In Clinton, Richardson worries that the sludge his neighbor will eventually spread on his land will pollute his own property and drive his strawberry customers away. There are many others like Richardson and the sludge-spreading opponents in Parsonsfield. In recent years in Maine, residents in about 35 communities, including Lincoln, Unity, Pittston, and Falmouth, have geared up to fight against sludge spreading in their neighborhoods, according to Will Everitt, an organizer with the Toxics Action Center in Portland.
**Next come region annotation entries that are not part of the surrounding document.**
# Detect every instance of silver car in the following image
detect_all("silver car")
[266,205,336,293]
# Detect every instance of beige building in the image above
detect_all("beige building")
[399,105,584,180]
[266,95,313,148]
Richardson hopes opposition will gain enough steam to someday organize a statewide referendum banning the practice of sewage sludge spreading altogether.

Despite the increasing resistance to sludge spreading, the DEP spent the last seven years working on changes that weakened the rules on the amount of heavy metals that can be contained within the sewage sludge that's spread in Maine. The new rules, which companies must begin complying with by July 19, made it tougher for companies to dump sludge on wetlands, which environmentalists say is a good thing. However, the same rule changes increased sewage sludge ceilings for nine heavy metals -- one, lead, actually went down -- were based on national EPA guidelines that came out in 1993, explains James Pollock, an environmental specialist with the DEP. Those were based on health- and environmental-risk-assessment models designed by the EPA, Pollock says. So the DEP felt comfortable raising the state's ceilings on heavy metals to meet the national guidelines. In other words, if the EPA says it's safe, then it's safe. The problem is, according to opponents, those risk-assessment models created by the EPA were flawed.

Three researchers at the Waste Management Institute at Cornell University released a study last year that criticized the EPA's sludge rules, saying they do "not appear adequately protective of human health." Ellen Harrison, one of the researchers, was incredulous but not surprised to learn that Maine has changed it's rules to match the EPA's guidelines. Harrison says many states have done the same. During a telephone interview, Harrison asks, out of curiosity, what the old ceiling was in Maine for the heavy metal cadmium. It was 10 parts per million.

"And they've raised it to 39?"

Yes.

"Bad move," Harrison responds simply.

Why is that?

"Based on an analysis of the EPA's risk assessment, that risk assessment is severely flawed . . . We don't believe that the EPA limits are as conservative as we believe is warranted," she says. Harrison explains that Maine is similar to New York in that it has acidic and relatively shallow soil, which is more vulnerable to heavy metals. Maine also has abundant water and residents who rely on groundwater for drinking, which is often in relatively close proximity to sewage-sludge spreading. "This gives us reason to believe that more stringent rules are warranted in New York," Harrison says. The same applies to Maine.